Washington historian W. C. Clephane described the pen as a "brick house covered with plaster and painted yellow," which was "set back some distance from the street amidst a grove of trees." There was an out-building at which "most of the slaves brought to this District for sale or shipment elsewhere were kept," though some slaves were kept in the house in a room next to the kitchen. From the outside the facility looked pleasant, but the interior revealed its seamy function; a later owner found "staples driven into the walls to which the slaves were shackled." [W. C. Clephane, in “Local Aspect of Slavery,” in Records of the Columbia Historical Society, Vol. 3, (1900)]
Henry Wilson, speaking before the New York Anti-Slavery Society in May 1855 told how, in 1836, he had seen Williams Slave Pen, and that the sight of the men, women and children in chains--and the sound of their groans--disgusted him. Wilson at the time was a shoemaker from Massachusetts, but he became involved in politics and took up the anti-slavery cause. He was elected to the U. S. Senate, and worked steadily toward eradicating slavery. ["The Anniversaries: Senator Wilson's Anti-Slavery Lecture," New York Daily Tribune (May 9, 1855)]

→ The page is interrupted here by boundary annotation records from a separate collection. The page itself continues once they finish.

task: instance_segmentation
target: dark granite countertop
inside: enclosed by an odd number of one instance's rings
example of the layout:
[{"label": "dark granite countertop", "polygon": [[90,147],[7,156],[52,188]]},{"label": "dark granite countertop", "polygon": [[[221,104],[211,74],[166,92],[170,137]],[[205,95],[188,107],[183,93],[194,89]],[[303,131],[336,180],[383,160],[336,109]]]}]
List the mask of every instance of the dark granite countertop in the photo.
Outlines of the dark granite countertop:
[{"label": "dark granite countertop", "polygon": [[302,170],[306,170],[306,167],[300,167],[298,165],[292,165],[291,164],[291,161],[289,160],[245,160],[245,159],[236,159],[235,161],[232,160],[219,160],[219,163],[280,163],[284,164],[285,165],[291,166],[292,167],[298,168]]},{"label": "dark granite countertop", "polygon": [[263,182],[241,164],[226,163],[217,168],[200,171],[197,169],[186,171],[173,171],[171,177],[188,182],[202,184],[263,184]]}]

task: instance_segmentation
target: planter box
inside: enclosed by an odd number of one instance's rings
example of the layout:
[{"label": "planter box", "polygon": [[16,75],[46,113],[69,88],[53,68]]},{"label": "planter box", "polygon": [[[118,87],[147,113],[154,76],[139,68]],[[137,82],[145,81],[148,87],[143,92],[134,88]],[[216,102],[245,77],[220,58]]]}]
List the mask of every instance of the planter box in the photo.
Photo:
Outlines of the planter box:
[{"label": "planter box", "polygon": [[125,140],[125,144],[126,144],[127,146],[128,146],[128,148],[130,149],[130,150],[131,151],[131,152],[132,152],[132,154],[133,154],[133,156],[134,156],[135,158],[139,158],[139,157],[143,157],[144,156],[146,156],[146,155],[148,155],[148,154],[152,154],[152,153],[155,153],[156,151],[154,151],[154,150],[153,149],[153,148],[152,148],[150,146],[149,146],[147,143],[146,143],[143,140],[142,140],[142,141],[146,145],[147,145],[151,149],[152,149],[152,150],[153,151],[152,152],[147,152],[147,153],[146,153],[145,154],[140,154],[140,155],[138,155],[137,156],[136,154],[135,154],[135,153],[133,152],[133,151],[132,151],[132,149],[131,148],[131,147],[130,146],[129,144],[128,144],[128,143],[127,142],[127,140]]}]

Slave trading in the District of Columbia was banned in 1850 (as part of the Compromise of 1850, which also included the notorious Fugitive Slave Law). In January 1855, a northern newspaper was informed by a letter writer who described the slave pen where Northup had been imprisoned, saying: "...they shut it up." It was then dilapidated and deserted. [Syracuse Evening Chronicle (January 3, 1855)]
Wilson, in his speech five months later reported: "A short time ago I stood on the same spot, but the slave-pen was no longer there; in its place was a garden, and a sign hung there--'Flowers for sale and bouquets made to order.' I hope but a few years more shall pass until every spot wherever the groans of human bondage are heard shall be a garden in which the blossoms of freedom shall make glad the eye and the accents of hope delight the ear."
- David Fiske, author of Solomon Northup's Kindred: The Kidnapping of Free Citizens before the Civil War, and co-author of Solomon Northup: The Complete Story of the Author of Twelve Years a Slave.